In an op-ed article published in The Times on Sunday, Vincent said police in Basra have fallen under the sway of Shiite religious groups, and he strongly criticized British authorities in charge of police training for tolerating such influence.
Vincent's work also appeared in The Christian Science Monitor and the National Review. A resident of New York City, he had been in Basra for several months working on a book about the Iraqi port city.
"We deplore this reprehensible crime, and we call on Iraqi and coalition authorities to do everything in their power to ensure that the perpetrators are identified and brought to justice," CPJ Executive Director Ann Cooper said
Vincent is the first U.S. journalist to be murdered in Iraq. Michael Kelly, editor-at-large of the Atlantic Monthly and a columnist with The Washington Post, died in crossfire in April 2003 when a U.S. Army humvee in which he was riding came under attack.
At least 52 journalists have been killed in Iraq since the U.S.-led invasion to topple Saddam Hussein began in March 2003. Insurgent actions are responsible for the bulk of the deaths.
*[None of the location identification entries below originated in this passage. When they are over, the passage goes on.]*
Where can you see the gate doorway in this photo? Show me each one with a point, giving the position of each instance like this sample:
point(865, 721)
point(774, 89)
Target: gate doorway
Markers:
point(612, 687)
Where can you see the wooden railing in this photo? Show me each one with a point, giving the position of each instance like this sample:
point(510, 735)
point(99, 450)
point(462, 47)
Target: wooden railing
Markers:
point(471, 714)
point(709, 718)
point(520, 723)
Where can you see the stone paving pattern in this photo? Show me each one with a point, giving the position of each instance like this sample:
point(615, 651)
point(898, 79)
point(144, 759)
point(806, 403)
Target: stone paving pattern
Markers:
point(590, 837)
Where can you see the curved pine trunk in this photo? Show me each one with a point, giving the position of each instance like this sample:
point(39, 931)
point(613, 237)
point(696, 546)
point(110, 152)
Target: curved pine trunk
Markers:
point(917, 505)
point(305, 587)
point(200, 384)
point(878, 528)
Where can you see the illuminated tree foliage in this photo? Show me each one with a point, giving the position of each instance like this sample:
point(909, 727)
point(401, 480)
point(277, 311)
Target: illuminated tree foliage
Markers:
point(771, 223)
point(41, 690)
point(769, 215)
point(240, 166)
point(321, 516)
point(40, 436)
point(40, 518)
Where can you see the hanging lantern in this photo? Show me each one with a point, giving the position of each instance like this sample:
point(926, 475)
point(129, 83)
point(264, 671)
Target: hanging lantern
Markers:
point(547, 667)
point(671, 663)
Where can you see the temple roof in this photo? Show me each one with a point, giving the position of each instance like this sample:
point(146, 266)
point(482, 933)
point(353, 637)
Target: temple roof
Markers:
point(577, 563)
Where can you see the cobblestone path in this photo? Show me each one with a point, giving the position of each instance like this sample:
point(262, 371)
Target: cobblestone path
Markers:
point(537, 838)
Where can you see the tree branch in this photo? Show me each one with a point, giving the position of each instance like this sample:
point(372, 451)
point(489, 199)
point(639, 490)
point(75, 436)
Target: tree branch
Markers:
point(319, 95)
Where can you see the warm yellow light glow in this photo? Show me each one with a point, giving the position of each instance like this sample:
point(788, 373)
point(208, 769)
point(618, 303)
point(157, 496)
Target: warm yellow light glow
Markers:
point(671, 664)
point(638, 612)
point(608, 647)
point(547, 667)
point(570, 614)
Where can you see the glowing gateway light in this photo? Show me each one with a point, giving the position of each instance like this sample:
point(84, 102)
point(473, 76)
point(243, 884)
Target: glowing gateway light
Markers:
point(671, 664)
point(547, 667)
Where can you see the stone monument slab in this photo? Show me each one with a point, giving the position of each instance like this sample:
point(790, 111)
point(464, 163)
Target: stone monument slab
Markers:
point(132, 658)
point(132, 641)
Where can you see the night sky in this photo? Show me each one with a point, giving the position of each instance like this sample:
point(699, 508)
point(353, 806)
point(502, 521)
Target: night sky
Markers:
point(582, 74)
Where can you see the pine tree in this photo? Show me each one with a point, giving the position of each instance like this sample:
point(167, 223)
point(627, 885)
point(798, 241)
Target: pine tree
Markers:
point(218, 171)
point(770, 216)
Nineteen of the 52 were murdered. See CPJ's statistics.
In May, CPJ identified Iraq as one of the world's five most murderous countries for journalists. Even amid the dangers of war, the CPJ analysis found, journalists were frequently targeted for murder. Read the report.
Another 21 media support staff such as drivers, translators, and security guards have also been killed in the line of duty in Iraq.